Relieved I agreed readily.
“of course, a promise, I can do that.” I said smiling and
“What shall you promise little one? A year of your life? A first born child? Perhaps a death you cause on my behalf? Could you slip poison into a cup for me? “
I recoiled at the thought, I couldn’t kill some one. That was unthinkable. I could feel the color drain from my face and the soft voice began to chuckle. I bristled, I hated when my family laughed at me. Silly little Ingrid with her unicorns and dragons. The anger must have showed for the creature stopped laughing and in a calm deep whisper continued.
“There is nothing in this world that comes for free child. What promise do you offer me?”
“A year.” I said, defiantly, not knowing or caring what that would mean. “I promise a year of my life to you if you end my loneliness and give me magic. “
“So be it” it whispered, and my flesh rose in goosebumps, a cold chill that washed down my back. I saw a figure, suddenly, standing very close to me, robbed in darkness but for a single pinpoint of light that was cast by the stone dangling from a chain at its heart.
“Touch the stone, child.” And I reached for it. I hesitated for a second, a strange feeling came over me of standing on a crossroad. I felt the magnitude of the decision before me, but I confess I was too young to really understand. At that moment I was mesmerized by the shiny bauble that hung just before my eyes. In its reflective surface I watched as my reflection lifted her arms and suddenly the whole room came to life. The animals laughing and prancing about the room. Colorful lights, fairies and mythical creatures pulling themselves free from the wallpaper, the book covers, and posters, to dance and sing with joy. Alive, real, just like I had always imagined. I could have that I thought, I could be that girl! My hand reached out and I touched the stone.
The magic was wonderful, at first. Only every time I used it, she grew stronger, louder in my head. It wasn’t until the first time she took over for me that I truly panicked. Harmless at first, she would do the things that I, as a good girl, could never allow myself to do. I soon discovered that though she did the thing it was always I that had to pay for the consequences. Always she was with me, inside my head whispering the things she wanted to do, a constant stream of ‘fun’ ideas that would open a world of trouble for me. My demon twin I began to call her, and I believe she loved that idea.

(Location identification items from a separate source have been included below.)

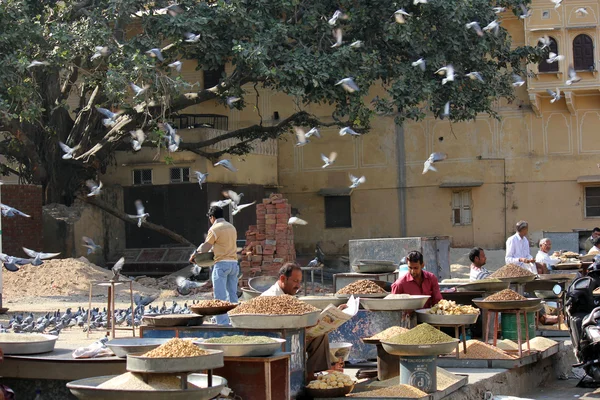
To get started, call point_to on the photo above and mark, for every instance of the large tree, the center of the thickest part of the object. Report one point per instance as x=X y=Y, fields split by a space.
x=94 y=49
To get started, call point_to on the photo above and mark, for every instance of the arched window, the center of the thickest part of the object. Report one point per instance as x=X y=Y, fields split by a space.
x=544 y=65
x=583 y=53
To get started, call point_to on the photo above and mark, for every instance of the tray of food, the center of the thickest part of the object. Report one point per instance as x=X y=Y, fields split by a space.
x=274 y=312
x=321 y=302
x=212 y=307
x=123 y=346
x=176 y=355
x=173 y=320
x=409 y=302
x=483 y=285
x=131 y=386
x=243 y=346
x=362 y=288
x=27 y=343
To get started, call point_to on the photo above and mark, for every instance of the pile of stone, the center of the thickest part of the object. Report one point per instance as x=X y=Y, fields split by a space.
x=269 y=243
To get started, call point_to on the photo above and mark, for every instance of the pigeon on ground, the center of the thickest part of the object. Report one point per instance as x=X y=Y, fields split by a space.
x=434 y=157
x=90 y=245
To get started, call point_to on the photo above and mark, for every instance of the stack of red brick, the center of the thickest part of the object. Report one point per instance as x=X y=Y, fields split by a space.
x=269 y=243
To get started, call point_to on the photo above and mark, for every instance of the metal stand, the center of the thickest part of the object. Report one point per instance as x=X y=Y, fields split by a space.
x=110 y=309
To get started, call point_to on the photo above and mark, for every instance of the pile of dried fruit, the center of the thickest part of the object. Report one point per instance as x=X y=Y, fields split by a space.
x=511 y=271
x=274 y=305
x=421 y=334
x=505 y=295
x=449 y=307
x=176 y=348
x=363 y=286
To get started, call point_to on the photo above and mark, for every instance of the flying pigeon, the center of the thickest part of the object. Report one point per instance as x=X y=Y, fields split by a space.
x=116 y=269
x=348 y=85
x=226 y=164
x=296 y=221
x=356 y=181
x=95 y=189
x=90 y=245
x=419 y=63
x=8 y=211
x=201 y=177
x=434 y=157
x=328 y=160
x=68 y=150
x=137 y=139
x=573 y=77
x=177 y=65
x=555 y=95
x=155 y=53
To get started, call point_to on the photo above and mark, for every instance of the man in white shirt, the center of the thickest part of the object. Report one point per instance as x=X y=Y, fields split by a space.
x=517 y=249
x=543 y=255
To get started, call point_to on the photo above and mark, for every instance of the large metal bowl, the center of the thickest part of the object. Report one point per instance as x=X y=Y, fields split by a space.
x=245 y=349
x=322 y=302
x=42 y=346
x=267 y=321
x=419 y=350
x=526 y=305
x=409 y=303
x=87 y=389
x=440 y=319
x=122 y=347
x=139 y=363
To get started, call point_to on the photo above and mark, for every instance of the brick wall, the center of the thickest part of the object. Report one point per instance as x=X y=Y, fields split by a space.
x=17 y=231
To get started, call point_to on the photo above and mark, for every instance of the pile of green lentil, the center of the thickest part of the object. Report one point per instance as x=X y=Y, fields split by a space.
x=421 y=334
x=240 y=339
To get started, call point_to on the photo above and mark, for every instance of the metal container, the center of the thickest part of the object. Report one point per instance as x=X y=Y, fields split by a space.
x=322 y=302
x=420 y=349
x=87 y=389
x=138 y=363
x=245 y=349
x=38 y=347
x=124 y=346
x=528 y=304
x=409 y=303
x=440 y=319
x=267 y=321
x=482 y=286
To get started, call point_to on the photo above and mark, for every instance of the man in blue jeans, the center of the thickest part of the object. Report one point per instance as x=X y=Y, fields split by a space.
x=222 y=238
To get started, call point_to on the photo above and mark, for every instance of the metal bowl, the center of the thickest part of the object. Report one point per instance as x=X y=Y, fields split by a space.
x=245 y=349
x=421 y=349
x=440 y=319
x=122 y=347
x=267 y=321
x=87 y=389
x=408 y=303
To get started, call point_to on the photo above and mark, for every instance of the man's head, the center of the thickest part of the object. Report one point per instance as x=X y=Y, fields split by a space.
x=414 y=260
x=545 y=245
x=522 y=228
x=477 y=257
x=214 y=213
x=290 y=278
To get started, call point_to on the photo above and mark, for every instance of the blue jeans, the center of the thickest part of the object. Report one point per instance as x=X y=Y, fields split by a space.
x=224 y=279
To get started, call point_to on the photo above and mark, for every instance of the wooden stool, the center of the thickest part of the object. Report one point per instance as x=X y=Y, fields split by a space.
x=110 y=309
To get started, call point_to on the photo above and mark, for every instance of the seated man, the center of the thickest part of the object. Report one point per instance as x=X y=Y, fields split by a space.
x=418 y=281
x=317 y=349
x=478 y=259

Now, years later as my bones begin to ache, I hear the call. Every time the rain pours down from the light streaked sky, I hear it call to us. One year I had promised it, for a creature that I can never escape and a power that costs too much to use. One year, for the gift that left me isolated and unable to live a normal life, like my sisters and brother. One year, to be locked away and forgotten, battling with a twin who could not wait to pay the price. The call promised sweetness and tenderness, spoke of joy and pleasure and love, but I know now that it was not to me that these things were promised, for I had lived my life, it was all promised to her, for a year, at the end of her prison sentence.